Smashing Pumpkins

Rock band

Critics hear endless lists of influences in the songs of the Chicago-based Smashing Pumpkins—Black Sabbath, Queen, Boston, the Who, Jimi Hendrix, Led Zeppelin, David Bowie—and use countless hard-edged adjectives to describe the Smashing Pumpkins' sound. Murray Englehart in RIP observed, "The collage that makes up the Pumpkins—ranging from a Hüsker Dü guitar onslaught to a sometime Hendrix-like fret dynamism and flashes of dreamy ambience—also features slabs of Sabbath, the band Henry Rollins once called 'the ultimate lonely man's music.'" And lead singersongwriter Billy Corgan, whose "lonely guy" persona has been much explored by the media, admitted to Englehart that he did indeed listen to Sabbath at a young age.
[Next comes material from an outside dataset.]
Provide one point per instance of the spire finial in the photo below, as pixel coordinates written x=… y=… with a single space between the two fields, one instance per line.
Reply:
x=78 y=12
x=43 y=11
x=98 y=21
While many suspect that Corgan is the band—and no one denies that he is the major contributor of time, art, and effort—the other members do their share to bring this alternative rock and roll to full, impassioned life. Corgan got the band together in 1988 after warming up with a band in Florida called the Marked—so named because of Corgan's strawberry-colored birthmark on his arm and a similar mark on another band member's face. He and D'Arcy Wretzky, who usually goes without her last name, met in an argument in a parking lot outside of a concert; when he discovered she played the bass, they joined forces and brought in guitarist James lha, who was a student at Chicago's Loyola University, and drummer Jimmy Chamberlin.

Functioned Dysfunctionals

Though many critics spend their energy describing Corgan, the personalities—social and musical—of the other Smashing Pumpkins members has made its way into the press. Jim Greer offered this summary for Spin: "D'Arcy (thumbnail sketch: likes to wear sunglasses and act cool), lha (shy, friendly, big fan of Star Trek: The Next Generation), and Chamberlin (madman)." Alluding to various personal problems, including the end of D'Arcy and lha's long-term relationship, Chamberlin's drug problems, and Corgan's emotional problems, D'Arcy told Michael Azerrad of Rolling Stone, "It's really a dysfunctional band."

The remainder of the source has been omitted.